Al llegar la noche, me invadió la angustia.
Aquella situación no podía ser natural. Recapitulé: la noche anterior, había asistido a una cena en la que un invitado me había indicado qué método seguir en el caso de que alguien tuviera la descabellada idea de morirse en mi casa. Aquella misma mañana, un desconocido se presentaba en mi domicilio y fallecía. Es cierto que mi inmueble disponía de un interfono, algo que en París no resulta demasiado frecuente; aunque Olaf también podría haber llamado a cualquier otro piso. Sin embargo, había llamado a mi casa, como si me hubiera elegido previamente. Antes de morir dos minutos más tarde, había tenido tiempo de mentir en dos ocasiones: respecto a la cabina telefónica y respecto a su coche.
¿Existía relación entre la velada y el acontecimiento matutino? No había seguido los consejos que me había prodigado aquel individuo. Eso no quita que, de no ser por él, habría pedido ayuda inmediatamente, sin dudarlo siquiera. Las palabras de aquel hombre mundano me habían frenado, me había hecho reflexionar y fue durante aquellos minutos de íntimo conciliábulo conmigo mismo cuando la descabellada idea de un intercambio de identidad tomó forma en mi mente.
¿Y si existiera una conspiración para que concibiera semejante proyecto? ¿La llamada telefónica del bodeguero formaba parte de la puesta en escena? No resultaba imposible: había logrado convertirme en alguien totalmente ajeno a ese Baptiste Bordave describiéndome comportamientos que ni yo mismo recordaba. Incluso había hablado del vino de Mersault. Por parte de un vendedor de vino de Borgoña, no resultaba inverosímil. Sin embargo, ¿no resultaba estremecedor que hubiera elegido el nombre del personaje de El extranjero? ¿Acaso yo no había despreciado a Baptiste Bordave? ¿Cuál era la razón para que fuera él el elegido para ese misterio?
Una vez en la cama, di vueltas y más vueltas. Me las tuve con un argumento de talla: en la base de aquella historia había un cadáver. Olaf Sildur no había simulado su propia muerte. Era necesario estar totalmente paranoico para imaginar que la vida de un hombre había sido sacrificada sólo por el placer de engañarme.
Por otra parte, ¿qué prueba tenía de que estuviera muerto? Yo no era médico. Le había tomado el pulso, escuchado el corazón: en nuestros días, probablemente existen drogas o dispositivos que permiten disimular las pulsaciones durante un tiempo razonable. Si Baptiste Bordave hubiera sido médico, no lo habrían timado tan fácilmente. Ardía en deseos de regresar al apartamento para verificarlo: me habría apostado lo que fuera a que el fiambre ya no estaba allí.
Pero ya no podía regresar a mi antiguo domicilio: se suponía que estaba muerto. ¿Por qué era irreversible? Porque tenía ganas de dejar de ser Baptiste Bordave.

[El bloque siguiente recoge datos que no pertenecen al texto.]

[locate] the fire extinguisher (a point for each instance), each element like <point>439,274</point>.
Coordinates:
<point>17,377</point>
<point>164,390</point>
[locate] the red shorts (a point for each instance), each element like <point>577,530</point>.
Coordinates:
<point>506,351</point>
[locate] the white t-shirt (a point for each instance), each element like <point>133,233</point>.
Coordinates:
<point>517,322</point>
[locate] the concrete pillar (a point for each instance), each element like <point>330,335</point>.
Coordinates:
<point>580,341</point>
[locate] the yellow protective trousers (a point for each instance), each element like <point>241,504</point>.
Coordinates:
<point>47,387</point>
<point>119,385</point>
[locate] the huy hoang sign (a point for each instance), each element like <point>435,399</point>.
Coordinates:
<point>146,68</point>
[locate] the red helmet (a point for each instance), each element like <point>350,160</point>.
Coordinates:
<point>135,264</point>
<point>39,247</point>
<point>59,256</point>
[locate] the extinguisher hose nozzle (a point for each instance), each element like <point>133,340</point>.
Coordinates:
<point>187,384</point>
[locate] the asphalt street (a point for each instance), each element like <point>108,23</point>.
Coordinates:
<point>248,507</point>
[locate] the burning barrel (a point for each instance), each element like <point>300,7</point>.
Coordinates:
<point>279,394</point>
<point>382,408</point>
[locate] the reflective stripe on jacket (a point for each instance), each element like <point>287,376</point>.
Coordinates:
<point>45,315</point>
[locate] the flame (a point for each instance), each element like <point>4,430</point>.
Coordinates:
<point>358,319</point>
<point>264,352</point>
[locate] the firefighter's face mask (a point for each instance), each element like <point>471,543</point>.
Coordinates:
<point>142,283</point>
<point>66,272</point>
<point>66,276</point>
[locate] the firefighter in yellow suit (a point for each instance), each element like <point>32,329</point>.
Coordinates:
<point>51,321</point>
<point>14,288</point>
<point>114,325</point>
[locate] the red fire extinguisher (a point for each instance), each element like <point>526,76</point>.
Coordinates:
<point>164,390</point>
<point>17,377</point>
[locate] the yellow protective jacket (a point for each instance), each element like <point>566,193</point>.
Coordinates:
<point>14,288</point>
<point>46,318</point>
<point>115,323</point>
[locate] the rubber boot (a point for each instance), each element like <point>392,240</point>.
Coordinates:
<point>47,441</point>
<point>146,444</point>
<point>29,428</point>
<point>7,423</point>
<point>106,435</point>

Peor aún: deseaba ser Olaf Sildur.
Habían enviado a alguien sin apegos, ni siquiera consigo mismo, un hombre de altura, edad y color de pelo similares a los míos. El peso y la nacionalidad diferían, pero ésas son características más fácilmente modificables que la edad y la altura. Y, sobre todo, habían enviado a un individuo cuya suerte era más envidiable que la suya: rico, con un Jaguar y una villa en Versalles.
Last but not least, casado con una criatura de ensueño. ¿Quién no desearía ser el marido de una mujer así? Me preguntaba si ella estaba al corriente del complot. ¿Acaso no se había mostrado encantadora, acogedora y discreta conmigo? Eso por no hablar de su exquisita manera de invitarme a beber un champán cuyo nombre no podía resultar más oportuno.
Esta última hipótesis me desagradó. Aunque estaba dispuesto a aceptar sin dificultad que toda aquella historia fuera un montaje, no podía tolerar que la chica estuviera en el ajo. Eso no se ajustaba a lo que sabía de ella.
«¿Lo que sabes de ella? ¿Qué sabes de ella?» Sabía de su ropa diseminada, de sus ojos, una silueta, una voz, una propensión a cenar champán y no con champán. ¿Y si estaba haciendo comedia? Tenía un físico de actriz; no, eso era ridículo, no existe un físico de actriz, ¿cómo se pueden inventar expresiones tan huecas? Además, ¿qué clase de comedia había interpretado? No me había contado nada de sí misma, a no ser, y de pasada, que era la esposa de Olaf, lo cual yo ya sospechaba.
Mi antiguo nombre me autorizó a bautizarla como Sigrid. Me gustaba. Me dormí con aquel pensamiento. En la habitación de al lado descansaba la viuda de Olaf, Sigrid Sildur, que lo ignoraba todo de su propia viudedad y de la resurrección de su marido.